1. The beauty of the setup adds to the pleasure of the tea, no doubt. It's like making a nice 'packaging' for the tea before gulping it down, consuming it.
2. But, as I already stressed before, a nice Cha Xi is not just about beauty. It is achieving beauty, harmony with the constraint of functionality: the chosen accessories should fit the tea that is brewed. For instance, for this raw, old arbor puerh mao cha from the 1990s (see this previous Cha Xi for pictures of the leaves), I chose a ZhuanTai (Shantou) Li Xin teapot from Chaozhou. Such a teapot uses a softer clay that makes old and/roasted tea very mellow.

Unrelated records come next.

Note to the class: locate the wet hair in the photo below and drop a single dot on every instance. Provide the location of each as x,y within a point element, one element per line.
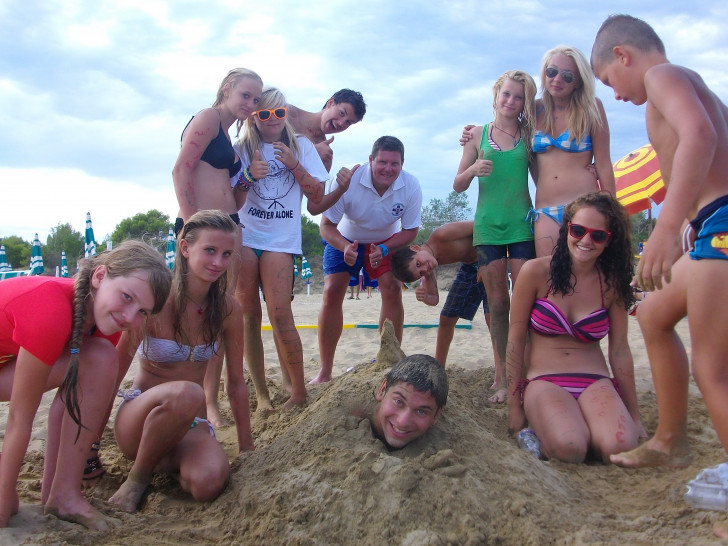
<point>250,140</point>
<point>527,117</point>
<point>583,113</point>
<point>401,261</point>
<point>388,144</point>
<point>216,309</point>
<point>350,97</point>
<point>126,259</point>
<point>232,78</point>
<point>619,30</point>
<point>615,261</point>
<point>424,373</point>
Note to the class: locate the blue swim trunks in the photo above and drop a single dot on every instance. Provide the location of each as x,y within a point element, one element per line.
<point>465,294</point>
<point>711,231</point>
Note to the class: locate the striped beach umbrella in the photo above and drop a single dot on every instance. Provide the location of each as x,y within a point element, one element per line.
<point>305,268</point>
<point>64,264</point>
<point>639,180</point>
<point>90,246</point>
<point>4,265</point>
<point>171,246</point>
<point>36,258</point>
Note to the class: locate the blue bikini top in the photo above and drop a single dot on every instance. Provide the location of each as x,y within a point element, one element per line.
<point>541,142</point>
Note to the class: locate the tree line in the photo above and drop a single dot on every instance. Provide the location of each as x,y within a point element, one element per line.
<point>153,227</point>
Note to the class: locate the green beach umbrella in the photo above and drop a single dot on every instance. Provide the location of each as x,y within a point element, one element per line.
<point>90,247</point>
<point>36,258</point>
<point>305,268</point>
<point>64,264</point>
<point>169,255</point>
<point>4,265</point>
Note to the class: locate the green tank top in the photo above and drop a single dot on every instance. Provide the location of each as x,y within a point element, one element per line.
<point>503,198</point>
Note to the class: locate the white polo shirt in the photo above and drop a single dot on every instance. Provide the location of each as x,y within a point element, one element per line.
<point>363,215</point>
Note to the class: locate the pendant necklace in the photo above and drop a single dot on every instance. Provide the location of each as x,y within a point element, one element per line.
<point>200,308</point>
<point>515,142</point>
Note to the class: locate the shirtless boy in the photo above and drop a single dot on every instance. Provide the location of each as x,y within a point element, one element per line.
<point>341,111</point>
<point>448,244</point>
<point>688,126</point>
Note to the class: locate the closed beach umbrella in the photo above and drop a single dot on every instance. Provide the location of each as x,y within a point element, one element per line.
<point>90,246</point>
<point>639,180</point>
<point>305,268</point>
<point>170,253</point>
<point>64,264</point>
<point>36,258</point>
<point>4,265</point>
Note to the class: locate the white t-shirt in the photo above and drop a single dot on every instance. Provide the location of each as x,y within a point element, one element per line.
<point>363,215</point>
<point>271,215</point>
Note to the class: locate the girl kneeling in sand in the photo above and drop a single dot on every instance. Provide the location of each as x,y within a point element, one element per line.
<point>569,302</point>
<point>161,422</point>
<point>58,332</point>
<point>271,213</point>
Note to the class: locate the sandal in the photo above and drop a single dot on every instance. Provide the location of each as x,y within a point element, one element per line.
<point>94,468</point>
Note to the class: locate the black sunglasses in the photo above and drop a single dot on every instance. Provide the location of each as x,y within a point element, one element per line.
<point>566,75</point>
<point>599,236</point>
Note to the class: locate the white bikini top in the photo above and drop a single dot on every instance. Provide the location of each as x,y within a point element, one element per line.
<point>156,349</point>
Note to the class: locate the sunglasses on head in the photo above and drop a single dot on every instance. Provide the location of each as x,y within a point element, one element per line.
<point>265,115</point>
<point>599,236</point>
<point>566,75</point>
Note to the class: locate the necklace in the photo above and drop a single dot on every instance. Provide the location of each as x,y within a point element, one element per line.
<point>513,136</point>
<point>200,308</point>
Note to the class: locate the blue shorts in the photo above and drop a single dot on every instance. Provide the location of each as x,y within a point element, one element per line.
<point>465,294</point>
<point>711,231</point>
<point>525,250</point>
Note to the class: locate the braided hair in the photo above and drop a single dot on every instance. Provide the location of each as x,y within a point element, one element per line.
<point>127,258</point>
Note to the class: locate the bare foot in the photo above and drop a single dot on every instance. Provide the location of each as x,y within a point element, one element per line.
<point>322,377</point>
<point>499,397</point>
<point>128,496</point>
<point>89,517</point>
<point>647,455</point>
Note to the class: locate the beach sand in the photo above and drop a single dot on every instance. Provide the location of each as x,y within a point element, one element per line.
<point>318,477</point>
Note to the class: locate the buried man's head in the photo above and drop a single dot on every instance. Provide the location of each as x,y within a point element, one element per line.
<point>410,398</point>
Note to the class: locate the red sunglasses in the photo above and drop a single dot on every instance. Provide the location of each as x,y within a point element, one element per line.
<point>599,236</point>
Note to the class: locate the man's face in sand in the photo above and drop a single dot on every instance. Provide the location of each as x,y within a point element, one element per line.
<point>403,413</point>
<point>337,117</point>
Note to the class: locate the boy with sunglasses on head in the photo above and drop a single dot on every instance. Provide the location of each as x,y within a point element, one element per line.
<point>341,111</point>
<point>448,244</point>
<point>688,126</point>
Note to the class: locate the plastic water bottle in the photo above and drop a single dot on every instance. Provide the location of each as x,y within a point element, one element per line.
<point>709,489</point>
<point>528,441</point>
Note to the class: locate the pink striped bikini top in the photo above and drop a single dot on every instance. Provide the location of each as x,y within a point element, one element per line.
<point>549,320</point>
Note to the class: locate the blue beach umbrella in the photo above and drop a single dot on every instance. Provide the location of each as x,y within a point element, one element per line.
<point>90,246</point>
<point>170,253</point>
<point>64,264</point>
<point>4,265</point>
<point>305,268</point>
<point>36,258</point>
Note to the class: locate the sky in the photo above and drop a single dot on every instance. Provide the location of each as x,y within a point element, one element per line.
<point>94,94</point>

I then chose a Qing plate and cups for the older feel of this tea. Besides, the blue and white porcelain matches the red clay very well. For the same reason, I used a blue Cha Bu as background, white flowers and a dark Jianyang bowl for used water.
The Yixing jar is the original jar I use to store this tea. Its porous clay allows this puerh to receive some air, which (unlike Oolong) it needs for aging. And, from an aesthetic point of view, this zisha jar nicely balances the white vase and flowers on the right. A man walks in the mountains on this jar. Like all good, truthful teas, the flavors are those of the nature surrounding the tea plantation. So, drinking such a tea is like a trip to its place of origin.

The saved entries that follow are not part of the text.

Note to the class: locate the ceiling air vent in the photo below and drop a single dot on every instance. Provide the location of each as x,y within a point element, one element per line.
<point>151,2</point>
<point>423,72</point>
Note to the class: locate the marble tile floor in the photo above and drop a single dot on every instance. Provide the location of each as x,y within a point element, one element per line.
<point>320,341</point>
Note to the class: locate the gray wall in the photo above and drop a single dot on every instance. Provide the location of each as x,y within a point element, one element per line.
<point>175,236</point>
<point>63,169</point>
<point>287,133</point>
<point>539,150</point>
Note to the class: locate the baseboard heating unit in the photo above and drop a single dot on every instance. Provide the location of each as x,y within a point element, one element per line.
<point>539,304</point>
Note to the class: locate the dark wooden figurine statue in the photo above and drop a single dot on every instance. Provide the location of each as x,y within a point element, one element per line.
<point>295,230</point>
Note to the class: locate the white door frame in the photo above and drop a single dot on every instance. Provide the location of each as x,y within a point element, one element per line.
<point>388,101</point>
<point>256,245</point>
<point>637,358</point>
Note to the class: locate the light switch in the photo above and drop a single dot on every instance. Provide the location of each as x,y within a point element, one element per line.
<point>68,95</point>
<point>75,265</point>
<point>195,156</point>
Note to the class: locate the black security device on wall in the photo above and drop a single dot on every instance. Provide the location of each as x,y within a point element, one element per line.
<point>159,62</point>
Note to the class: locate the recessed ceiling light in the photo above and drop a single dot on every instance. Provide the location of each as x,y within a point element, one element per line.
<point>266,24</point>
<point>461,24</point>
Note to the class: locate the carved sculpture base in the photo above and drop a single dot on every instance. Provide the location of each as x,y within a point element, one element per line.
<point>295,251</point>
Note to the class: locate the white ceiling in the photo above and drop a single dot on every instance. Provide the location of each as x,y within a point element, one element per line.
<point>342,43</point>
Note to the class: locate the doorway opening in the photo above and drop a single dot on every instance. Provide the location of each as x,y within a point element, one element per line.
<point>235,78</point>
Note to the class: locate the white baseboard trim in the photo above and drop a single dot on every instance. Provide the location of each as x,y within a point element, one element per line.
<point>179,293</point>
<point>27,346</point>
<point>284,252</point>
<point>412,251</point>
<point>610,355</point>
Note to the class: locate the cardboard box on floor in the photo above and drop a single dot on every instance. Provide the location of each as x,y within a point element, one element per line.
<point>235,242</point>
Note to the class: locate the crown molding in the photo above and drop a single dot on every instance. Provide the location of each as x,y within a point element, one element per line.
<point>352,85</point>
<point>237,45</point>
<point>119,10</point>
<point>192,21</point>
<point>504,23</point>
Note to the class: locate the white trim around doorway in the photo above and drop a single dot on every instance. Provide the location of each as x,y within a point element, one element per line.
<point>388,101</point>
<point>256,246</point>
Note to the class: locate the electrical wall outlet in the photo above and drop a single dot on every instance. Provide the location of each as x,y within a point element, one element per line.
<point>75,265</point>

3. In our digital age, we are used to multitasking like checking e-mail, while listening to music and drinking tea. During busy tea tastings, as we drink one tea, we may already look forward to the next as we check the open leaves of the previous tea. But, as our concentration drifts, so does our ability to focus and enjoy the present moment, the present tea. Here, a dedicated Cha Xi for one tea is a help to find focus. Before the tea making starts, it requires all our attention. How do I feel? What tea would I like to drink now? What feeling would I like to express? What tea ware would fit this tea? What accessories would fit my feeling? What colors? Does this combination look nice?...
The tea is at the center of all these questions. When the Cha Xi is set up and ready, so are my heart and mind. They found peace and concentration. This then also influences the way I pour water and feel when it's ready to pour out.
4. Setting up the Cha Xi reminds me of the self improvement book 'The Artist's Way at Work, Riding the Dragon'. By unleashing your artistic creativity in an important area of your life, you get an heightened sense of excitement and satisfaction. A tea brewed is not a tea drunk and gone, but a distinctive tea experience that lives on, especially now that I was able to capture it with words and pictures, and share it with you through my blog.
Note: This doesn't mean that I won't enjoy a cup brewed more simply. However, I have found that those Cha Xi moments have been among the most enjoyable. They have given my tea passion a new inspiration.